Economicità. Sul tema del costo si sono spesi fiumi di parole per mettere a raffronto il seme certificato, affidabile e pronto all'uso, e quello aziendale, più economico ma meno performante. Dai dati forniti da Assosementi e da organi di informazione indipendenti si può affermare che il seme certificato costa di più, ma la spesa si ripaga velocemente.

Secondo la tabella di Assosementi che riportiamo di seguito, tenendo conto di tutte le lavorazioni e i prodotti necessari ad ottenere un seme aziendale, la differenza è di 18 euro ad ettaro per il frumento tenero e di 25 per quello duro. Una differenza di prezzo (pari al 2% dei costi complessivi di produzione) che viene ampiamente compensata dai vantaggi che il seme certificato assicura.

Tabella differenze frumento tenero e frumento duro

Purezza genetica.
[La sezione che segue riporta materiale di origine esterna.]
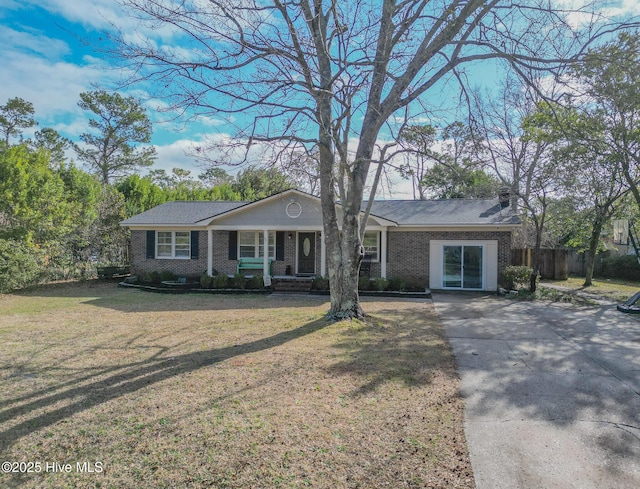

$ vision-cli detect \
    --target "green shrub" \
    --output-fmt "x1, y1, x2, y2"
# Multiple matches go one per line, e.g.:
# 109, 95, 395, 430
229, 273, 247, 289
387, 277, 405, 291
358, 277, 371, 290
372, 278, 389, 292
211, 273, 229, 289
200, 273, 213, 289
144, 271, 162, 284
0, 239, 45, 292
312, 277, 329, 290
598, 255, 640, 280
160, 270, 177, 282
246, 275, 264, 289
502, 266, 537, 290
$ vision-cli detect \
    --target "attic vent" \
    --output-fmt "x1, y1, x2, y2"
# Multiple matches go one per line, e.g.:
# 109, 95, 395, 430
498, 190, 511, 209
287, 202, 302, 219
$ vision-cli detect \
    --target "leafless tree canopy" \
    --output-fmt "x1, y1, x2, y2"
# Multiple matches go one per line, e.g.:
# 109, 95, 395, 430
114, 0, 636, 316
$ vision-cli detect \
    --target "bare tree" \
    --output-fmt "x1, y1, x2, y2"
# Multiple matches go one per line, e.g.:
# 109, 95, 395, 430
117, 0, 636, 318
474, 76, 565, 292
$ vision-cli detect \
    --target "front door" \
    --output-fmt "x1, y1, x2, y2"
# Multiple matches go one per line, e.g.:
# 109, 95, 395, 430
442, 245, 482, 289
298, 233, 316, 275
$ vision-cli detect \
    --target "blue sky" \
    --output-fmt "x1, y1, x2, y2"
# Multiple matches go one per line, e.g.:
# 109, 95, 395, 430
0, 0, 640, 196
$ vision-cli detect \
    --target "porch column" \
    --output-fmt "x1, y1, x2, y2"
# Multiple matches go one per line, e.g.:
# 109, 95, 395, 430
262, 229, 271, 277
320, 231, 327, 277
207, 229, 213, 277
380, 228, 387, 278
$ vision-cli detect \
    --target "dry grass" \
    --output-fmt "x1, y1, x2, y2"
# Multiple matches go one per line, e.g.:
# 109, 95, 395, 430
543, 277, 640, 302
0, 283, 474, 488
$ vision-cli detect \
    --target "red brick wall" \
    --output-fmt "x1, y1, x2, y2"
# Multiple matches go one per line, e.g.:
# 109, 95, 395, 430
384, 231, 511, 285
131, 231, 511, 285
130, 231, 207, 278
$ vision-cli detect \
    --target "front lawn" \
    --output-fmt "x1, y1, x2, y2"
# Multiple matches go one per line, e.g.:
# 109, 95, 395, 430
0, 282, 474, 488
542, 277, 640, 302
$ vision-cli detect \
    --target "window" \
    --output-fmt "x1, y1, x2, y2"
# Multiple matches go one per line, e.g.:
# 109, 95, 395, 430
362, 231, 380, 262
238, 231, 276, 260
156, 231, 191, 259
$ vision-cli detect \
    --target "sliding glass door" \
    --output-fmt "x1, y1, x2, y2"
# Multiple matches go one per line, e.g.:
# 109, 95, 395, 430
442, 245, 482, 289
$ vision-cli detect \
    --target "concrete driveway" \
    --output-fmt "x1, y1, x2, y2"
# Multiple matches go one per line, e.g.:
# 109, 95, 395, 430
433, 293, 640, 489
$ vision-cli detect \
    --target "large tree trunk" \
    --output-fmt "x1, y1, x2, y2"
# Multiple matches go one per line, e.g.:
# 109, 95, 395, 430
584, 215, 604, 287
529, 220, 542, 293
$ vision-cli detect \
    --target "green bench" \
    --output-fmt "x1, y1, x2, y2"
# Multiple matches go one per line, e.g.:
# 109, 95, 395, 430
238, 258, 273, 275
97, 267, 131, 279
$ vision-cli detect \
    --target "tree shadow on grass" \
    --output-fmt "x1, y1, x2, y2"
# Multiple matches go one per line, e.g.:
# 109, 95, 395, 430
12, 280, 328, 313
0, 319, 332, 452
330, 307, 457, 397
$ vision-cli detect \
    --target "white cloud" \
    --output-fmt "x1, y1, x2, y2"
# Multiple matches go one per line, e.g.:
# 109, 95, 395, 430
0, 51, 120, 127
0, 26, 71, 58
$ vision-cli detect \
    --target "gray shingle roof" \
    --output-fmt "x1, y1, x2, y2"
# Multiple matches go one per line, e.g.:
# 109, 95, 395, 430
120, 201, 247, 226
121, 195, 520, 226
371, 198, 520, 226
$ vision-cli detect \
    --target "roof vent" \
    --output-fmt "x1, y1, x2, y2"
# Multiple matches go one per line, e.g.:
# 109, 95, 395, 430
498, 189, 511, 209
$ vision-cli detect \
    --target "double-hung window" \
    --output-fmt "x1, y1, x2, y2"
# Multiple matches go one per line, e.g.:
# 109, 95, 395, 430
362, 231, 380, 262
156, 231, 191, 259
238, 231, 276, 259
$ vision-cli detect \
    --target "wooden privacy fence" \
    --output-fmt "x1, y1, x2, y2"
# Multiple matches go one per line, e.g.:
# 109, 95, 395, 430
511, 248, 569, 280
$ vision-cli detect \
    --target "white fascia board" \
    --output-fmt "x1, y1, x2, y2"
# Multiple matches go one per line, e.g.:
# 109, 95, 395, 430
199, 189, 312, 225
207, 224, 323, 231
389, 224, 520, 232
120, 224, 207, 231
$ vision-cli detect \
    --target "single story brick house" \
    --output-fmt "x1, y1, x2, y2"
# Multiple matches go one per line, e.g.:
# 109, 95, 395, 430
121, 190, 520, 291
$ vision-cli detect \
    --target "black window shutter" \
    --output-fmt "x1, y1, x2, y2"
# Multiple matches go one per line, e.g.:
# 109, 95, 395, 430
191, 231, 200, 260
276, 231, 284, 261
229, 231, 238, 260
380, 232, 389, 263
147, 231, 156, 259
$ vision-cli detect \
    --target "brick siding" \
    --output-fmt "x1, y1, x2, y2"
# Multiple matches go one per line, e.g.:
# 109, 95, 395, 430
129, 231, 207, 278
388, 231, 511, 286
130, 231, 511, 285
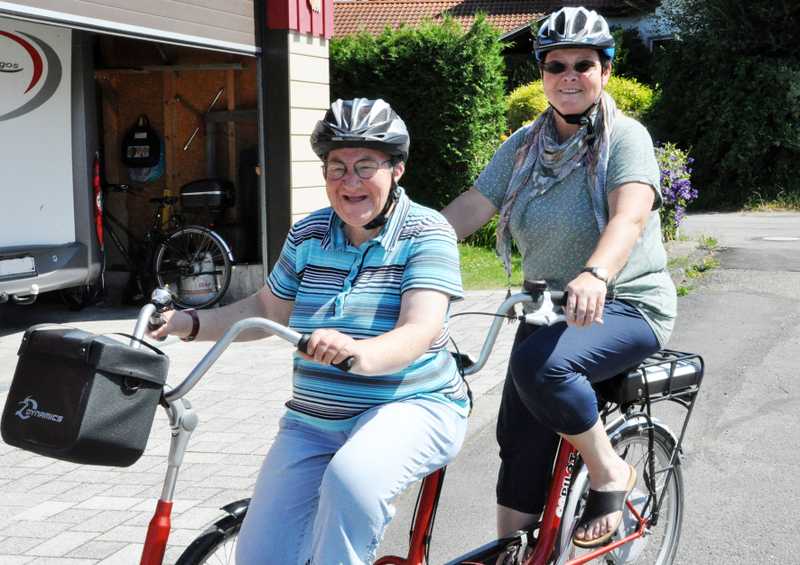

Gli organismi competenti certificano che il seme raccolto in campo risponde ai requisiti di purezza genetica. In questo modo l'agricoltore ha maggiori garanzie per la sua produzione in campo. Ma non solo, nel caso del frumento duro, ad esempio, l'utilizzo del seme certificato è il prerequisito perché si possa accedere al Fondo grano duro, che riconosce un aiuto che può arrivare a 200 euro ad ettaro per l'azienda che aderisce ad un accordo di filiera.

Purezza fisica. Le ditte sementiere assicurano che all'interno dei sacchi non ci siano semi di altre specie e varietà oltre a quelle indicate in etichetta. Nel caso di impiego di seme aziendale, che è privo di controlli ufficiali, il rischio concreto è che in campo, oltre alla coltura di interesse commerciale, vengano sparsi anche semi di infestanti il cui controllo potrebbe richiedere un uso maggiore di diserbante.

Sanità. Gli ispettori del Crea-Dc certificano che le sementi sono prive delle principali patologie, ad esempio quelle fungine, come il Fusarium, primo nemico del frumento. Oppure, nel caso del riso, che non siano presenti nematodi.

Germinabilità. I campi destinati alla moltiplicazione vengono gestiti con estrema cura e la granella ottenuta viene raccolta e stoccata in modo rigoroso. Questo permette alle ditte sementiere di assicurare una germinabilità maggiore (fino al 30% rispetto alle sementi aziendali) che si traduce in un impiego minore di seme per ettaro.
 

Dal costo al valore

Per decidere dunque se valga la pena o meno utilizzare sementi certificate bisogna passare dal concetto di costo a quello di valore. Ogni agricoltore dovrebbe infatti mettere su un piatto della bilancia il prezzo della semente certificata e sull'altro il suo valore: sanità, germinabilità, certezza della varietà utilizzata, tracciabilità, purezza fisica e genetica, efficacia della concia, facilità d'uso e minor lavoro necessario.

Nelle valutazioni dell'agricoltore dovrebbero poi entrare altre due considerazioni. Primo, che l'innovazione genetica ha un costo. Se oggi possiamo contare su varietà in grado di produrre otto tonnellate di frumento ad ettaro è perché nel corso degli anni le ditte sementiere hanno investito ingenti risorse per selezionare le varietà più performanti.

Secondo, la legge. La vendita, l'acquisto e lo scambio di seme non certificato è illegale. Tutte le sementi delle principali specie agrarie commercializzate devono essere ufficialmente certificate. Per quanto riguarda il riutilizzo del seme di varietà tutelate bisogna distinguere tra il piccolo e il grande agricoltore. Per il secondo, il reimpiego delle sementi delle principali specie tutelate da privativa europea comporta il pagamento di royalties ridotte ai detentori della privativa, mentre nel caso di privative nazionali il reimpiego non è previsto.